Walking up the enormous steps to Augusta High School, my hands started fiddling with my sweater, a nervous habit. Everyone stares at me, which I’m used to but this wasn’t a good stare. This was the new girl stare. I know because I used to stare at new girls the same way back in California. This is going to be a long day.
I walked into my first class, math, and sat in the back which I was used to. Except this time, my friends didn’t surround the seats around me. People were having conversations about their summer vacations and where they went. I realized that they must all be rich because some of the vacations mentioned were the Hamptons, cruises, Europe, South America, and so many more extravagant trips. I listened and felt so out of place. Maine is the farthest I’ve been from home in years. My mother made enough money, but not enough to go to Europe.
“Crazy right?” A blonde girl sat as she sat in front of me. “Excuse me?” “Their stories, I would never have enough money to do any of that.” She offered a friendly smile. “I’m Sarah, what’s your name?” I smiled back “Kennedy.” “Did you just move here?” she asked. “Is it that obvious?” I laughed. “Only because I just moved from Texas.” She laughed with me. I don’t know how, but I think I just made a new friend.
The days dragged on to weeks then to months and finally my favorite day of the year. Christmas. However I was not prepared for Mickayla to wake me up at 7:45. “KENNEDY WAKE UP IT’S CHRISTMAS! WAKE UP!” I groaned and followed her into one of the many living rooms in the mansion.
There’s hundreds of boxes under the tree, some from my mom and most from my dad. After hours of squealing and thank you’s I finally was allowed to open my mom’s present. I opened the small purple box and inside was a letter that said “Dear Kennedy, Your father told me this would be a good present. I miss you so much and California misses you too! Love Mom” looking under the letter was a necklace in the shape of a sand dollar. Inside was powdery white sand. “I know you aren’t adjusting well to Maine and the cold so I figured since I can’t take you to California I could send California to you.” He offered a weak smile as I held the necklace in my hand. I felt the tears stinging in my eyes, and that’s the first time I’ve hugged my father in almost two years.

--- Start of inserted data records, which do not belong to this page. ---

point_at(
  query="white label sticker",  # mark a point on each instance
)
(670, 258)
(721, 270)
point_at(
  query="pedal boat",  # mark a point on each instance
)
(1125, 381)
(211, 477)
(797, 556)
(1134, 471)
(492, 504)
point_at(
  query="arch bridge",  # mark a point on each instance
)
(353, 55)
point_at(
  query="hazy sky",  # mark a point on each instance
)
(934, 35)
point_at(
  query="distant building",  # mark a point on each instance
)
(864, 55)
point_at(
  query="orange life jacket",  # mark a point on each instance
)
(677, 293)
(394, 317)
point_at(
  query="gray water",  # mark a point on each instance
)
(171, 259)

Life seemed to get easier after that day. Sarah and I are now best friends. Whenever we miss the heat of our homes, we go to my room and turn on the heat, making it feel almost like home. I received the top in my class and now I’m planning to go to the University of Maine. Whenever I missed my home in California I would close my eyes and hold the necklace. Imagining myself on the beach where the sand came from. But recently, those images haven’t been needed as often.
I went back to visit California over the summer. However, it wasn’t as I remembered it. It was really, really hot and extremely crowded. I longed to return to my home in Maine, my new home. Where my father, brother and sister are. Where it’s always cold and the snow is beautiful. Where my new friends live and where my high school diploma is from. The one I had grown accustomed to with the help of the simplest necklace and friends who know what I’ve been through. Even if I swore I wasn’t going to like it, Maine is now my home, and I couldn’t be happier.


The author's comments:

How do people adapt or not adapt to change?